Echinococcosis is a zoonosis. The definitive hosts are carnivorous predators – dogs, wolves, foxes, and lions. The adult tapeworm lives in their small intestines and delivers eggs to be excreted with the stool. The intermediate hosts are infected by ingesting eggs. Sheep, goats, cattle, camels, pigs, wild herbivores, and rodents are the usual intermediate hosts, but humans can also be infected. Humans are dead-end hosts, since their corpses are nowadays seldom eaten by carnivorous predators.
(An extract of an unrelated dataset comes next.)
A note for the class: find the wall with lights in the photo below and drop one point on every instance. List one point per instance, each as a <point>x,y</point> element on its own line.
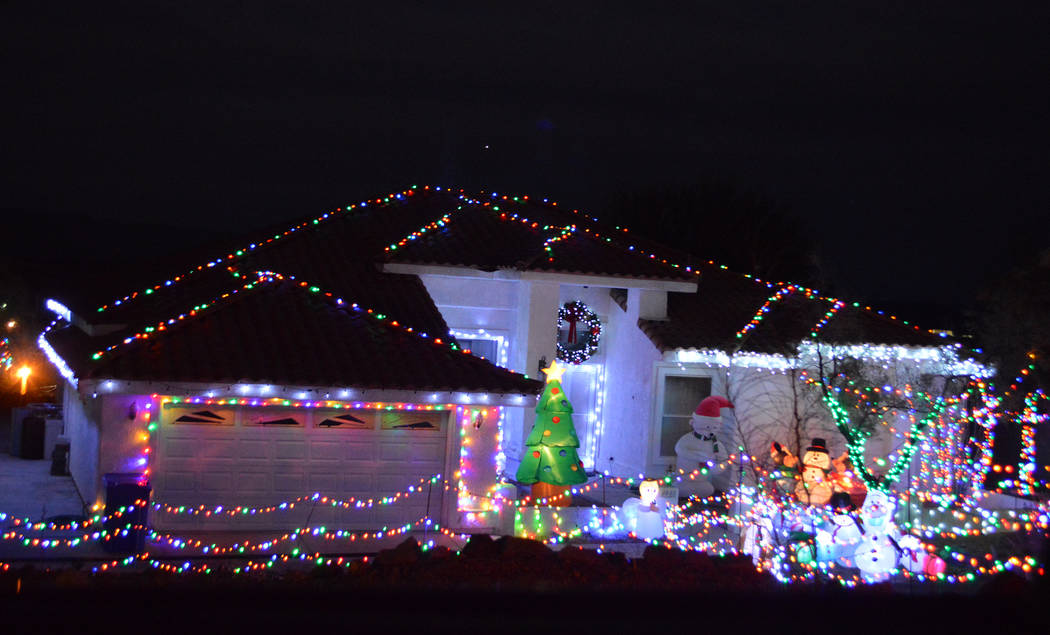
<point>82,428</point>
<point>523,313</point>
<point>629,393</point>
The egg hatches in the digestive system of the intermediate host, producing a planula larva. It penetrates the intestinal wall and is carried by bloodstream to liver, lung, brain, or another organ. It settles there and turns into a bladder-like structure called hydatid cyst. From the inner lining of its wall, protoscoleces (i.e. scoleces with invaginated tissue layers) bud and protrude into the fluid filling the cyst.

After the death of the normal intermediate host, its body can be eaten by carnivores suitable as definitive hosts. In their small intestines, protoscoleces turn inside out, attach, and give rise to adult tapeworms, completing the lifecycle. In humans, the cysts persist and grow for years. They are regularly found in the liver (and every possible organ: spleen, kidney, bone, brain, tongue and skin) and are asymptomatic until their growing size produces symptoms or are accidentally discovered. Disruption of the cysts (spontaneous or iatrogenic e.g. liver biopsy) can be life-threatening due to anaphylactic shock.

Cysts are detected with ultrasound, X-ray computed tomography, or other imaging techniques. Antiechinococcus antibodies can be detected with serodiagnostic tests – indirect fluorescent antibody, complement fixation, ELISA, Western blot, and other methods.[3]